The more disk drives the system supports, the greater the peak power requirement. It is too expensive to provide a power subsystem that can support enough peak power to spin up many disk drives at once, especially when the excess power is not otherwise needed.
Some types of disk drives offer a separate HDA power input but no built in control over the timing of the application of power to the HDA. Some other types offer limited control. For example, Fibre Channel (“FC”) disk drives compliant with the SFF-8045 rev. 4.7 standard (“SFF-8045” or “8045”) allow the timing of HDA spin up to be controlled via two signal pins, Start—1 and Start—2, that allow the HDA to spin up based on three different conditions. Depending on the state of the Start—1 and Start—2 signals, the disk drive HDA will start drawing current either 1) immediately; 2) after it receives its first SCSI command, or 3) based on its arbitrated loop physical address (ALPA). This provides limited means to stagger the timing of spin up amongst all the drives such that system peak power requirements can be minimized. However, it is difficult for system software to use SCSI commands to control drive spin up timing, because insert and power control signals from the drives are asserted much faster than software can respond.
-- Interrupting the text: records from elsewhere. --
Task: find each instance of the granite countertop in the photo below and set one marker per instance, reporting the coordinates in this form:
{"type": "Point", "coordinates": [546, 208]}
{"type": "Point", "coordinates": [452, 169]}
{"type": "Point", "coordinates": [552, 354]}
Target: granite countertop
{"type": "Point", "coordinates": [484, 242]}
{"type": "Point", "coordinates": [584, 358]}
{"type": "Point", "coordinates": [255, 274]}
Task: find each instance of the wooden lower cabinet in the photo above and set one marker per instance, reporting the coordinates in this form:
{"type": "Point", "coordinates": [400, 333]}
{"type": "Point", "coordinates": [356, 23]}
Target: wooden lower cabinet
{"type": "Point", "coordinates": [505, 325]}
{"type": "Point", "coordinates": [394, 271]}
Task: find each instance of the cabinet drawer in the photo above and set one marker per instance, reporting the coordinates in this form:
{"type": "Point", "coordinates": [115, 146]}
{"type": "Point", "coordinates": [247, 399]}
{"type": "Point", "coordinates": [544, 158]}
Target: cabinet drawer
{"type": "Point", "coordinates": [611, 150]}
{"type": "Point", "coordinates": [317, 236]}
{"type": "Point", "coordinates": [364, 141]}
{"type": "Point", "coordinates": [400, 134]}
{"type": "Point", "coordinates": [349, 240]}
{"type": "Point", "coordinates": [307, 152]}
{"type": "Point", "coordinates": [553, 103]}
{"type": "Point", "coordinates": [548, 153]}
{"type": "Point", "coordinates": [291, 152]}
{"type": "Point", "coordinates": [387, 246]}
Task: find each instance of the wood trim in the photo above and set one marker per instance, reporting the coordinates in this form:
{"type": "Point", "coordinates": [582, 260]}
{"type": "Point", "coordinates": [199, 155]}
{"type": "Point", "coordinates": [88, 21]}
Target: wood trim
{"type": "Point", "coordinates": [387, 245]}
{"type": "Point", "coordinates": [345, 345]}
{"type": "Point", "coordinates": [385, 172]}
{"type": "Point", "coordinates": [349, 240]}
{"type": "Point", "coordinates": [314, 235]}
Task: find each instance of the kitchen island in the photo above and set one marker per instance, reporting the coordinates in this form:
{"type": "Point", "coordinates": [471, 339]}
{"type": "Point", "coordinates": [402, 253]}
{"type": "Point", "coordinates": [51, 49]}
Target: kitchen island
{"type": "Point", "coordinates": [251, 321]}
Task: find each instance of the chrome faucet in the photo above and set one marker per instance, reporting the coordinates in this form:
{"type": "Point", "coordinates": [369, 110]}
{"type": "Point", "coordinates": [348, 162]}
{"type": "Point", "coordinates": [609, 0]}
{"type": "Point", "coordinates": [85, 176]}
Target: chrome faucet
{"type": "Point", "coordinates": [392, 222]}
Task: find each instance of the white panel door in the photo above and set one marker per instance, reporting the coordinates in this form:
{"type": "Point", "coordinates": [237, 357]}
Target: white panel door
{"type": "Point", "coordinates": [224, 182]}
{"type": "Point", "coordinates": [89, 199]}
The ALPA address method is also disadvantageous in at least some circumstances. Consider a storage system capable of supporting 48 disk drives. If a user plugs a single disk drive into the 48th slot in a system in which the other drives are all already at steady state, there is no power-related reason why the drive should not spin up immediately. But because its spin up timing depends on its ALPA address, it will nonetheless take several minutes to spin up.
SFF-8045 describes a POWER_CONTROL (also known as “power control”, “Pwr_control”, “Pwr_ctrl”, or “P_ctl”) signal driven to the drive to control 5V and 12V power switches located on the drive. When this signal is asserted, high, 5V and 12V supplies are applied to the drive circuitry. When this signal is negated, low, 5V and 12V supplies are not connected to the drive circuitry, so that the drive circuitry is powered down. As described in SFF-8045, the drive provides a 10 KOhm pull up resistor from this signal to the 5V input to the drive.
An SFF-8045 compliant drive also has Enable Bypass signals −ENBL BYP CH1 and −ENBL BYP CH2 that control Port Bypass Circuits (PBC) located external to the drive. The PBC allows an FC loop to remain functional in the event of a drive failure or removal. Signal −ENBL BYP CH1 controls the PBC for FC channel 1, and signal −ENBL BYP CH2 controls the PBC for FC channel 2. When these Enable Bypass signals are asserted (low), the PBC bypasses the drive on the associated channel. The Enable Bypass signals remain passively enabled during the hot plugging process and remain enabled until the drive has performed appropriate internal initialization.
Further in accordance with SFF-8045, a −DRIVE PRESENT signal (“drive insert” or “drive inserted” signal) is connected to the drive's ground plane. In an enclosure receiving the drive, a backplane can optionally use the signal to passively detect the presence of the drive by using a detection circuit connected to a tie up resistor. When the drive is not installed, the detection circuit can detect the signal provided through the tie up resistor. When the drive is installed, the signal is grounded through the drive's ground signal and the grounded state can be detected by the detection circuit.
When insertion of one or more new drives is thereby detected, the storage system needs to attempt to spin up the drive or drives in compliance with the power constraints of the system.